Monday 23 March 2009

long spoon lane


I know nothing about this book, or the writer, but I have read the description on Abebooks (which I pronounce A-B-Books, pronunciation fans):
Anne Perry's bestselling Victorian novels offer readers an elixir as addictively rich as Devonshire cream or English ale-enticing millions into a literary world almost as real as the original. While flower sellers, costermongers, shopkeepers, and hansom drivers ply their trades, the London police watch over all. Or so people believe. Early one morning, Thomas Pitt, dauntless mainstay of the Special Branch, is summoned to Long Spoon Lane, where anarchists are plotting an attack. Bombs explode, destroying the homes of many poor people. After a chase, two of the culprits are captured and the leader is shot but by whom?

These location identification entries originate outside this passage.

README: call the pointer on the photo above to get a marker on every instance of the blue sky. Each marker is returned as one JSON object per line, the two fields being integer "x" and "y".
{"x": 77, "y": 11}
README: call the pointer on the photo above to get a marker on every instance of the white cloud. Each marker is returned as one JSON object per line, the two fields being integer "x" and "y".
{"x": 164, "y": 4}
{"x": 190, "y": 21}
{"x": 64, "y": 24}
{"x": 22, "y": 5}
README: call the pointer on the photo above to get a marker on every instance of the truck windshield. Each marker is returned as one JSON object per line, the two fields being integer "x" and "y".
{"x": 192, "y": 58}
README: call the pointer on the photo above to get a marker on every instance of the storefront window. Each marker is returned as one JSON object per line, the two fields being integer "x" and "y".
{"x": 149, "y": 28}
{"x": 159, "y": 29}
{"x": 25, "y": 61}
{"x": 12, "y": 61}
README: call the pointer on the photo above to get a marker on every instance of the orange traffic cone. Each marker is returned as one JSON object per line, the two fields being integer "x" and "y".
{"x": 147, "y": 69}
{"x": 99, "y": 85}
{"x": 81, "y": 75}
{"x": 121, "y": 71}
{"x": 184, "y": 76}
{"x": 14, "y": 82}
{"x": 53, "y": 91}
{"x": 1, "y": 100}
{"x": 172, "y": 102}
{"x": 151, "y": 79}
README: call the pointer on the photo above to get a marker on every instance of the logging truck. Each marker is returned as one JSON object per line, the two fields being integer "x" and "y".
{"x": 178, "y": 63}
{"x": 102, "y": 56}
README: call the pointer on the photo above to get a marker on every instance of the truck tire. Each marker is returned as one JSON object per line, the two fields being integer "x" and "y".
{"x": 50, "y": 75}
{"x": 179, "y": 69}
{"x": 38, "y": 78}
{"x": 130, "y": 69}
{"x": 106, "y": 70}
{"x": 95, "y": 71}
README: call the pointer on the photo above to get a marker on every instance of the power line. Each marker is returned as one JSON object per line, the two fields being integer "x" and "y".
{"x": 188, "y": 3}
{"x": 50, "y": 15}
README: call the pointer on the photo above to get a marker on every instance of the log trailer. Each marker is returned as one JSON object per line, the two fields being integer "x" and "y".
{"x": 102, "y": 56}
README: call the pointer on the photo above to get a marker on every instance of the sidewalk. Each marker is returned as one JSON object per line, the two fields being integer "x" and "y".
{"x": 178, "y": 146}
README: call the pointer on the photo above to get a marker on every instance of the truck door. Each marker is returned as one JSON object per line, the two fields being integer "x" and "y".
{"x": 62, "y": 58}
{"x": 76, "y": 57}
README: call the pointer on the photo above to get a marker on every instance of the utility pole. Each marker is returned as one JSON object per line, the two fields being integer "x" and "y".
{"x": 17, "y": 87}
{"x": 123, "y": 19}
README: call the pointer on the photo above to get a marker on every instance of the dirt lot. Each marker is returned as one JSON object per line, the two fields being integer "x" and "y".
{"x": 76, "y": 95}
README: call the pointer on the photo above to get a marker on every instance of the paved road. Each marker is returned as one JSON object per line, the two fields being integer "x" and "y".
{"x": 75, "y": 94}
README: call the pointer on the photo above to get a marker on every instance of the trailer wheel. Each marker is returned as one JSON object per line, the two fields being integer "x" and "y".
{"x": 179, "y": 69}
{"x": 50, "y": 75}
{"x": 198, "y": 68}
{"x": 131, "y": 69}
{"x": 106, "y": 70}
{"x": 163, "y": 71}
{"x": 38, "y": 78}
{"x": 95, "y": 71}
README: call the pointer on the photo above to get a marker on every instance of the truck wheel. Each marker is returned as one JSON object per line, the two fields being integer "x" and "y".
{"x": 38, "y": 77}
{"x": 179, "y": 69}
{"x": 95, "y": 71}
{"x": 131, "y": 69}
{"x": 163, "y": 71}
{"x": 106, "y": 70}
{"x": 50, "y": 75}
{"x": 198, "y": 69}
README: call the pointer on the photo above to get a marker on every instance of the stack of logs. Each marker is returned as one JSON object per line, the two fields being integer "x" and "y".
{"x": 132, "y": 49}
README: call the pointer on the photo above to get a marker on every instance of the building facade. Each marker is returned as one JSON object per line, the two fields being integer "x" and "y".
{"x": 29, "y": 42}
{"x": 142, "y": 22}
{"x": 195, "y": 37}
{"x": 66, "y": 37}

As Pitt delves into the case, he finds that there is more to the terrorism than the destructive gestures of misguided idealists. The police are running a lucrative protection racket, and clues suggest that Inspector Wetron of Bow Street is the mastermind. As the shadowy leader of the Inner Circle, Wetron is using his influence with the press to whip up fears of more attacks-and to rush a bill through Parliament that would severely curtail civil liberties. This would make him the most powerful man in the country. To defeat Wetron, Pitt finds that he must run in harness with his old enemy, Sir Charles Voisey, and the unlikely allies are joined by Pitt's clever wife, Charlotte, and her great aunt, Lady Vespasia Cumming-Gould. Can they prevail? As they strive to prevent future destruction, nothing less than the fate of the British Empire hangs in precarious balance. From the first sentence to the last, Long Spoon Lane is a miracle of suspense, of plot and counterplot, bluff and counterbluff, in a take-no-prisoners battle between good and evil. It is possibly the very best of all the wonderful Charlotte and Thomas Pitt novels.

3 comments:

Marie said...

I wish I could come up with names like 'Lady Vespasia Cumming-Gould'. When was this book written, please?

Persephone said...

2005. My problem with Anne Perry is that I simply can't get past who she is, and keep getting ambushed with visions of Kate Winslet in Heavenly Creatures each time I've tried to read one of her books. It doesn't help that, aside from PD James, I'm simply not a mystery fan.

Robert Hudson said...

Crumbs. I had absolutely no idea who this was. I was fiddling around on Abebooks looking for something so different you would hardly believe it was possible I ended up with this (yes, long term fans, it was to do with fish). I didn't see the film, and don't know the story, but I probably wouldn't have posted the description with such glee, if at all, if I had. Life is learning.